親や教師は、子どもが何歳になったとして     
も、この幻のような理想を果たすことを子どもに要求してしまっているのかもしれません。このことは親も教師も子どものために善かれとしてやっているわけですから、一概に否定されるものではないでしょうが、その親や教師の期待や願いによって子どもの心理的負担が過大になって疲れ果ててしまう子どももいるということを肝に銘じておかなければならないでしょう。
Fig.1 「大きい重たい荷物」
 Fig.1に示すとおり、「背のびしているよい子」が示す挫折は、「子どものためならと称する周りの大人の思い込みが姿を変えて子どもへの期待と願いとなったもの」に押しつぶされてしまった状態であると考えられます。 

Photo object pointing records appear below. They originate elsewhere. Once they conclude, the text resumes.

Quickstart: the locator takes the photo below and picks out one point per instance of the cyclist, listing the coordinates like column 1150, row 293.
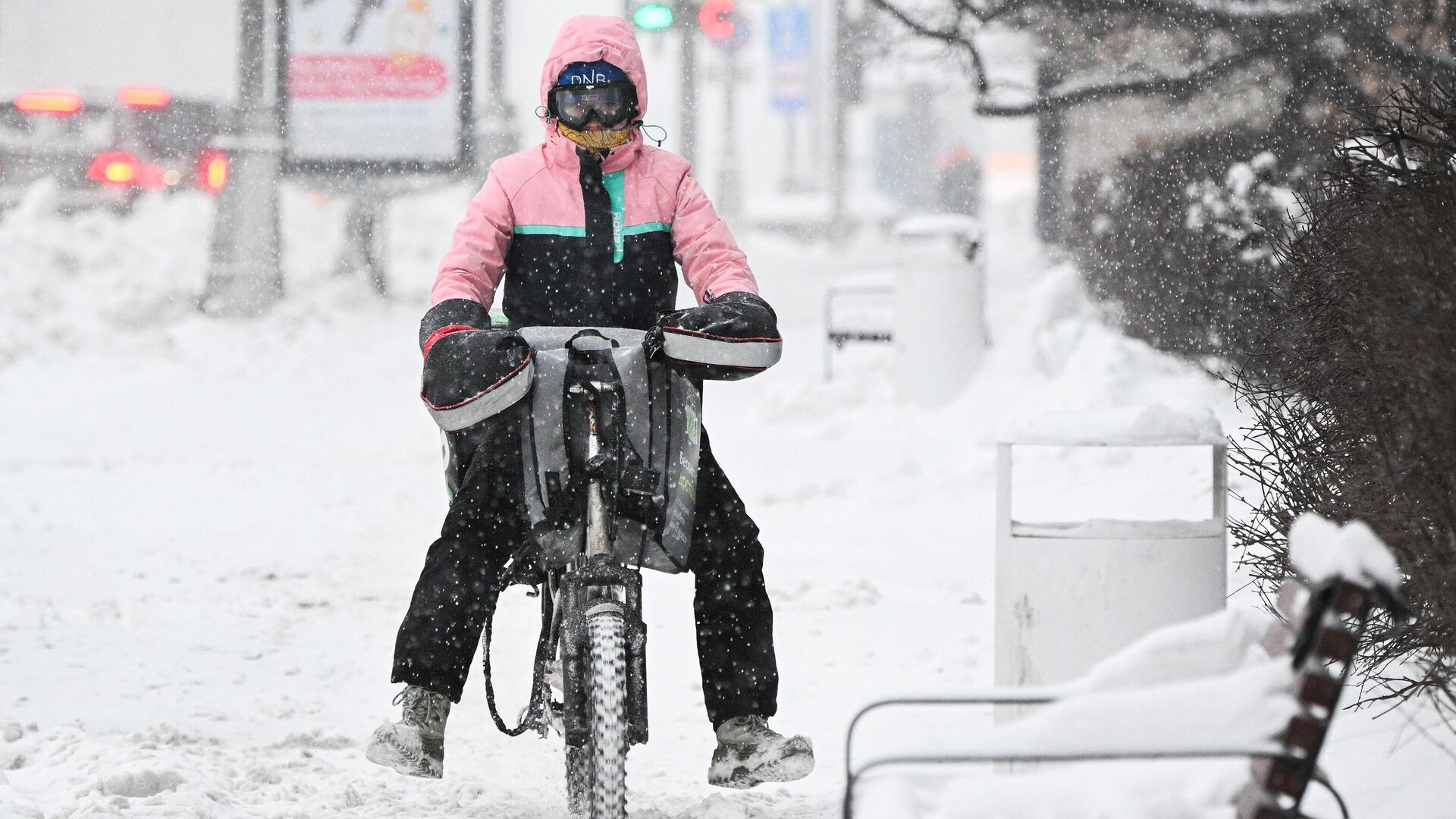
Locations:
column 584, row 229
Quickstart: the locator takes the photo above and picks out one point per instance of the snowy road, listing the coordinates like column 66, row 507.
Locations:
column 210, row 532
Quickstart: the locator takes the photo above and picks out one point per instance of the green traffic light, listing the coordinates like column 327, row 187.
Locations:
column 653, row 17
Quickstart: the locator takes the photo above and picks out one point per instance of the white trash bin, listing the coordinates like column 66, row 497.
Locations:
column 940, row 316
column 1069, row 594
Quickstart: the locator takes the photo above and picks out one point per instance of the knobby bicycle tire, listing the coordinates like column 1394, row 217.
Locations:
column 607, row 700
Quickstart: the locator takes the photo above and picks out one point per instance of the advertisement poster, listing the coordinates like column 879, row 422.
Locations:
column 378, row 83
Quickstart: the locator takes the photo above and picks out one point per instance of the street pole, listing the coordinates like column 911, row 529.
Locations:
column 686, row 14
column 494, row 137
column 728, row 190
column 839, row 76
column 245, row 276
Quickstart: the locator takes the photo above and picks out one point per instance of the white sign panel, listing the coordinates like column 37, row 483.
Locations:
column 375, row 80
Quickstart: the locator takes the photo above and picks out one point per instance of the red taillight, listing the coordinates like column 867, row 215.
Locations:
column 114, row 168
column 212, row 171
column 53, row 102
column 142, row 96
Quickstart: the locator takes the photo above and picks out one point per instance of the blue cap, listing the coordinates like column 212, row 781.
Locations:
column 592, row 74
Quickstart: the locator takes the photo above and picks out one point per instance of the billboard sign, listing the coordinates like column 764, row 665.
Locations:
column 789, row 42
column 378, row 85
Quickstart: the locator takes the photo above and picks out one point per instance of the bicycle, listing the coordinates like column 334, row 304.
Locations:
column 593, row 643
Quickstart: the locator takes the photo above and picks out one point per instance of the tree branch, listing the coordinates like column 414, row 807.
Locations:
column 952, row 37
column 1075, row 93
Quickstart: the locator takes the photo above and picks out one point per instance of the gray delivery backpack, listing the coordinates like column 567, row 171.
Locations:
column 650, row 439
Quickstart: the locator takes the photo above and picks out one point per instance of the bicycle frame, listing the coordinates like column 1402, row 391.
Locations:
column 588, row 585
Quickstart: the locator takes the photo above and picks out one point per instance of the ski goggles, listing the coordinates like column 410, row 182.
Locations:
column 609, row 104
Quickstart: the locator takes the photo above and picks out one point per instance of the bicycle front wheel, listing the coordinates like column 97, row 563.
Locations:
column 604, row 758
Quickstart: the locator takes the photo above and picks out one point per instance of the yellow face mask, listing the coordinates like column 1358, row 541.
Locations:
column 596, row 140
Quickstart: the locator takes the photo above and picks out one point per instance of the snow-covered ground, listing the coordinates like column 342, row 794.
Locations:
column 210, row 531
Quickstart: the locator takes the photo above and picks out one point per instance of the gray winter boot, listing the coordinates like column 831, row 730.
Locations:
column 416, row 745
column 750, row 752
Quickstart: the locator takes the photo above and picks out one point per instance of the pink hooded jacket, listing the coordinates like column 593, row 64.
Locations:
column 538, row 193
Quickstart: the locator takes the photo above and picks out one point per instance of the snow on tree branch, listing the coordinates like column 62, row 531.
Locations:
column 1301, row 37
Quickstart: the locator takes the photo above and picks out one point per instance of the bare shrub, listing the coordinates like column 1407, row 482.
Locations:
column 1353, row 391
column 1175, row 241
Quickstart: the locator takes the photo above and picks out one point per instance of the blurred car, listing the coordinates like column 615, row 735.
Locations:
column 105, row 150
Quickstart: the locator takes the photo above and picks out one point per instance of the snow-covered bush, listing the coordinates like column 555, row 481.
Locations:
column 1175, row 242
column 1353, row 394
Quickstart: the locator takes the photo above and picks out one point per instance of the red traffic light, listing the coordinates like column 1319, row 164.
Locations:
column 715, row 18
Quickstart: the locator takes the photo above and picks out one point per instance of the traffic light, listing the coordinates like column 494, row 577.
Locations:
column 715, row 18
column 653, row 17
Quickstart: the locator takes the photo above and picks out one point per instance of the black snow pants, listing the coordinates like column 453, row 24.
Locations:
column 456, row 591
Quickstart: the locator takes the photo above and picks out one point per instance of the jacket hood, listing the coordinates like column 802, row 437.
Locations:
column 588, row 38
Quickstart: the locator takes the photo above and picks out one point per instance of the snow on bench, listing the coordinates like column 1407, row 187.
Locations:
column 1235, row 684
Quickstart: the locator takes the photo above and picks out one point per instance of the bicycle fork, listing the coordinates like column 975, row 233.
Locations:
column 590, row 586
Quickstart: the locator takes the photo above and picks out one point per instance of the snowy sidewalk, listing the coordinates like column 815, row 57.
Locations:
column 210, row 532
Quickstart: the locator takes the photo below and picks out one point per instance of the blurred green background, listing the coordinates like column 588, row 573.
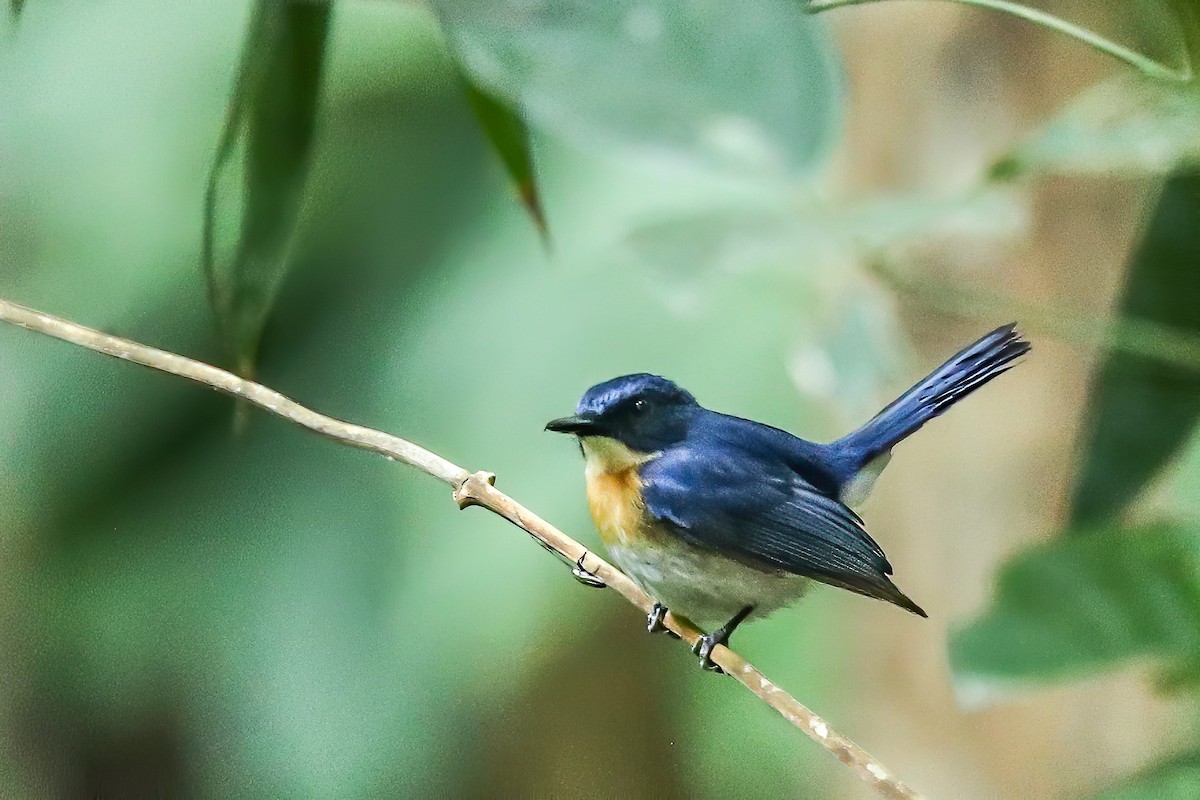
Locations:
column 793, row 216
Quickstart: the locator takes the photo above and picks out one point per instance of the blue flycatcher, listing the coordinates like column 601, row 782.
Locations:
column 724, row 519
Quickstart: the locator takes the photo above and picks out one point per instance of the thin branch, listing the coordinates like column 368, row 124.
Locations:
column 469, row 488
column 1144, row 64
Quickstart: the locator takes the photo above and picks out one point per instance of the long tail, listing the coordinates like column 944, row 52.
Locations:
column 966, row 372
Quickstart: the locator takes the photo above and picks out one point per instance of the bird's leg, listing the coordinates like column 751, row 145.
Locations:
column 705, row 644
column 654, row 621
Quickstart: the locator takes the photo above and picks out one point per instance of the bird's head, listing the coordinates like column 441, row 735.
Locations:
column 630, row 417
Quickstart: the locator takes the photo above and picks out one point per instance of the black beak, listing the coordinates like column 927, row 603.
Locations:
column 580, row 426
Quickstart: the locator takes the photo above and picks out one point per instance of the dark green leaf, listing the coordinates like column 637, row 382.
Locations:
column 1141, row 410
column 1081, row 603
column 507, row 130
column 1175, row 780
column 270, row 124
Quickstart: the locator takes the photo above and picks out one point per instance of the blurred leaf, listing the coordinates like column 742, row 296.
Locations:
column 1081, row 603
column 1123, row 125
column 1175, row 780
column 1188, row 14
column 509, row 136
column 723, row 83
column 1143, row 410
column 273, row 118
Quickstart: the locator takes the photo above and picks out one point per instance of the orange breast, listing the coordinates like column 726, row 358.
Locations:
column 615, row 500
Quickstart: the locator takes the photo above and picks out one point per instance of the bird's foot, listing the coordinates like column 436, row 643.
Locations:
column 703, row 648
column 705, row 644
column 654, row 621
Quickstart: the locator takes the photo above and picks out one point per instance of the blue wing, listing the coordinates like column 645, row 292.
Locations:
column 756, row 509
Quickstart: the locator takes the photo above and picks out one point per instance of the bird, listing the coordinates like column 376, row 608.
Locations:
column 723, row 519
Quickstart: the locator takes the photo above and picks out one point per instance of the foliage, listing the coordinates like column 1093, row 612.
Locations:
column 258, row 600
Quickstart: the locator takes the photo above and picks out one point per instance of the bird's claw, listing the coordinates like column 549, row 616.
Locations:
column 703, row 648
column 586, row 576
column 654, row 621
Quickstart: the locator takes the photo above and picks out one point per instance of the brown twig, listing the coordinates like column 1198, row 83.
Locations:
column 469, row 488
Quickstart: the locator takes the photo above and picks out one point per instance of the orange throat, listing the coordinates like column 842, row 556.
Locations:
column 615, row 491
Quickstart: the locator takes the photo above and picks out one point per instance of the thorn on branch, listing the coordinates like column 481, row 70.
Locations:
column 586, row 576
column 467, row 494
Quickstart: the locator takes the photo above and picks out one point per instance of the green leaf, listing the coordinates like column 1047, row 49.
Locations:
column 1083, row 603
column 724, row 84
column 1141, row 410
column 270, row 124
column 1175, row 780
column 509, row 136
column 1127, row 125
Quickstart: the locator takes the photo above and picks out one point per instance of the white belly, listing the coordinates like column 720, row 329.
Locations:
column 702, row 585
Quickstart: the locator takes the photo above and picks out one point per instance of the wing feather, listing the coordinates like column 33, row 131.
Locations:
column 766, row 513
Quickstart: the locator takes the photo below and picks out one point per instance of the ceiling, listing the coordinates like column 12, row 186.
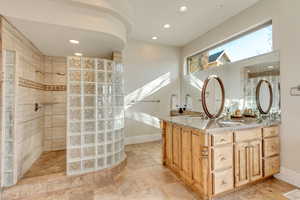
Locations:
column 53, row 40
column 201, row 16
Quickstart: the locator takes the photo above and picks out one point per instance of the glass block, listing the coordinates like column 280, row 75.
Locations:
column 9, row 148
column 8, row 178
column 101, row 77
column 109, row 124
column 101, row 90
column 119, row 100
column 119, row 124
column 75, row 140
column 89, row 127
column 100, row 64
column 74, row 153
column 101, row 101
column 117, row 157
column 118, row 68
column 101, row 113
column 110, row 112
column 109, row 77
column 89, row 101
column 75, row 127
column 89, row 151
column 75, row 62
column 109, row 148
column 117, row 135
column 89, row 76
column 75, row 75
column 75, row 114
column 109, row 100
column 89, row 63
column 89, row 89
column 109, row 89
column 101, row 125
column 75, row 89
column 109, row 136
column 75, row 101
column 8, row 132
column 109, row 160
column 118, row 78
column 89, row 114
column 100, row 150
column 110, row 66
column 8, row 163
column 89, row 164
column 101, row 138
column 89, row 139
column 118, row 112
column 74, row 166
column 10, row 57
column 100, row 162
column 118, row 90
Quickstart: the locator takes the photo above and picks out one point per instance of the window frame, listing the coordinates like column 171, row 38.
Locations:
column 230, row 39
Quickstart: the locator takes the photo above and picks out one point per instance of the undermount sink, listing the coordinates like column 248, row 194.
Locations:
column 229, row 123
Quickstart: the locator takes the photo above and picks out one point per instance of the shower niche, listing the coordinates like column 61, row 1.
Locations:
column 95, row 115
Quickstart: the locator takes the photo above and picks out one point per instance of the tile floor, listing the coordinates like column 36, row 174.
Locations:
column 49, row 163
column 144, row 178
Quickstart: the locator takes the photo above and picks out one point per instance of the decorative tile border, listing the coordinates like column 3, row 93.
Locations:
column 39, row 86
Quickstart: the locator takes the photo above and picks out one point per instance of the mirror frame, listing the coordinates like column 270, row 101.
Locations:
column 203, row 97
column 258, row 99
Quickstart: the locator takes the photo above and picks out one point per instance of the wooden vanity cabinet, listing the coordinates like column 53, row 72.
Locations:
column 217, row 163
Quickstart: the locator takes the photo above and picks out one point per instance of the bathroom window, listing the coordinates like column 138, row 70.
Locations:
column 252, row 43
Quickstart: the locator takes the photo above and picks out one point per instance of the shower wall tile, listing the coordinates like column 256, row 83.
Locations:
column 29, row 124
column 55, row 110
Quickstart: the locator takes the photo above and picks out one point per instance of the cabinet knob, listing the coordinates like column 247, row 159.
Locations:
column 222, row 158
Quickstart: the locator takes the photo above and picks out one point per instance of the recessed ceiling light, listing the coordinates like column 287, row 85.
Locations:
column 78, row 54
column 167, row 26
column 74, row 41
column 183, row 9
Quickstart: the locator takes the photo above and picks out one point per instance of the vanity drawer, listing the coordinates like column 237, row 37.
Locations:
column 271, row 166
column 222, row 138
column 222, row 181
column 271, row 131
column 246, row 135
column 222, row 157
column 271, row 146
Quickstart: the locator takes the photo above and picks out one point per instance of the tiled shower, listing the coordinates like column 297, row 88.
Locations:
column 95, row 113
column 57, row 103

 敏感で素直で、心優しい気配りのできる子どもであればあるほど、それに押しつぶされやすいことは言うまでもありません。不登校になっても親や教師から登校や学習することを暗に催促されたりします。学校には行かなくてよい、学習はしなくてよいと思っている親や教師はいないわけですから、そうなると余計に子どもは、敏感に「親や教師の期待に添えない私はダメな子」と否定的に受け取ってしまい、自分の失敗や挫折感はもう口に出せなくなってしまいます。

 「よい子」やその親に接する教師は、少なくとも、このことをきちんと自分の中にとらえておくことが大原則でしょう。さらに、その子どもへの期待や願い、あるいは不安と焦りが、教師としての自分のこころのどこから生まれてきているのかを自分なりに考えることがとても重要です。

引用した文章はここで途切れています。